Illustrating a vision for the new economy is one of the greatest challenges and opportunities for leaders in the sustainability movement. The notion of a “green economy” has mainstreamed quite rapidly; however “green” much like “sustainability” remains an amorphous term with many interpretations that are difficult to envision in daily life. The green economy is often juxtaposed with the fossil fuel-based economy to emphasize environmentally friendly energy alternatives and green business practices. In their book, Cradle to Cradle: Remaking the Way We Make Things, authors William McDonough and Michael Braungart allude to the notion of the “next industrial revolution” which has roots dating back to the birth of the industrial revolution more than two centuries ago. This characterization is familiar, yet stems from old economic models that are at the root of the environmental, social and economic crises we currently face.
Perhaps a more useful approach for describing the next economy focuses on daily practices rather than conceptual models. Instead of characterizing the type of economy—whether it’s a “new,” “green,” “conservation,” or “next industrial” economy, we need to characterize our vision for living in this evolving economy and ask questions that highlight the way new economic systems will work. For example, where does our food come from? What kind of a bank or financial institution do we do business with? What are its values? And where does it invest its capital? What are the educational goals and objectives of our schools and universities? These questions begin to address what author Bill McKibben describes in his book, Deep Economy: The Wealth of Communities and the Durable Future.
The notion of a “Durable“ and a “Livable” future speaks to the intergenerational aspects of a lasting new economy. These terms support the idea of a resilient economic system that is able to stand the test of time and adapt to change. But questions remain: what are the characteristics of this “livable future?” How does it manifest itself? Author Jean Jacobs addressed this issue when she coined the term “reliable prosperity.” Jacobs tied the viability of our economic system to natural systems. As she wrote in her last book, The Nature of Economies, “human beings exist wholly within nature as part of the natural order in every respect.” Jacobs emphasized how the foundation of reliable prosperity stems from the resilience of natural systems. Our desire for reliability and prosperity is interdependent with nature and our economic system depends upon nature’s life-support systems.
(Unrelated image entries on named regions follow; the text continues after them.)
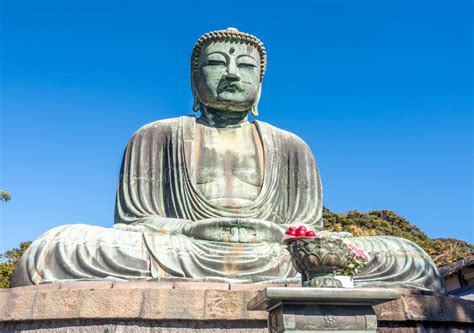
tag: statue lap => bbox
[13,29,443,291]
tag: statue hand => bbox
[183,218,285,243]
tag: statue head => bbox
[191,28,267,116]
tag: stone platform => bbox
[0,281,474,333]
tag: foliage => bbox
[0,190,11,201]
[0,242,31,288]
[323,209,474,266]
[0,209,474,288]
[338,242,369,276]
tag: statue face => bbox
[193,42,260,112]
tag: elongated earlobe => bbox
[250,104,258,118]
[250,83,262,118]
[193,96,200,112]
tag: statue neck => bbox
[198,106,249,128]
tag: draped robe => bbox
[13,117,443,291]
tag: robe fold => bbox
[13,117,443,291]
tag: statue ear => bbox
[250,83,262,118]
[193,94,201,112]
[191,76,201,112]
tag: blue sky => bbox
[0,0,474,252]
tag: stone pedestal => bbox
[0,281,474,333]
[248,288,400,333]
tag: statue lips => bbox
[217,80,244,94]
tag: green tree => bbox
[0,241,31,288]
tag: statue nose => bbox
[225,73,240,81]
[226,61,240,81]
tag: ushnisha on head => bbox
[191,28,267,116]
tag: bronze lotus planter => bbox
[286,238,349,288]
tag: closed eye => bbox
[207,60,226,66]
[238,62,257,68]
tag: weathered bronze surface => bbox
[14,29,442,290]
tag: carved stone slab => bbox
[248,288,400,333]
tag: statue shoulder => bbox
[132,116,194,140]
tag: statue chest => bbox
[194,124,264,206]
The Portland, Oregon based environmental nonprofit, Ecotrust has adopted “reliable prosperity” as a guiding principle and catalyst to inspire its members into action.
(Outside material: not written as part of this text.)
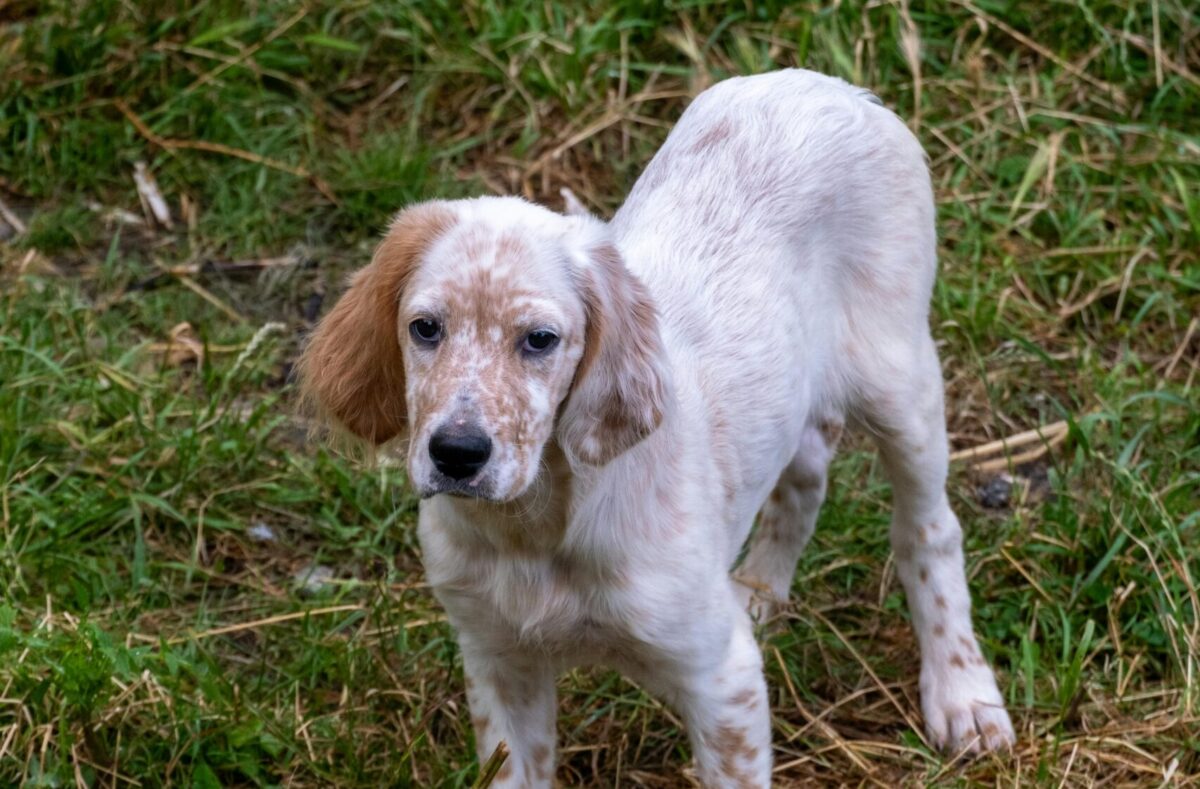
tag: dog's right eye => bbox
[408,318,442,344]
The notion of reliable prosperity also points to the importance of identifying some of the essential attributes that we envision in the new economy. These attributes help to ground the character of the new economy with enduring values based on practical aspirations. In researching effective initiatives and, to a broader extent, economic structures that support a durable future with reliable prosperity, I have identified the SPIRALS framework—namely, initiatives that are: Scalable, Place-based, Intergenerational, Resilient, Accessible, Life-affirming, and involving Self-care. These key attributes are applicable to initiatives that foster the new economy and also serve as a compass for envisioning the future that we choose to create. The SPIRALS framework is a useful tool for going beyond the “shades of green” of the new economy and understanding how we can design a thriving economy that works for all species.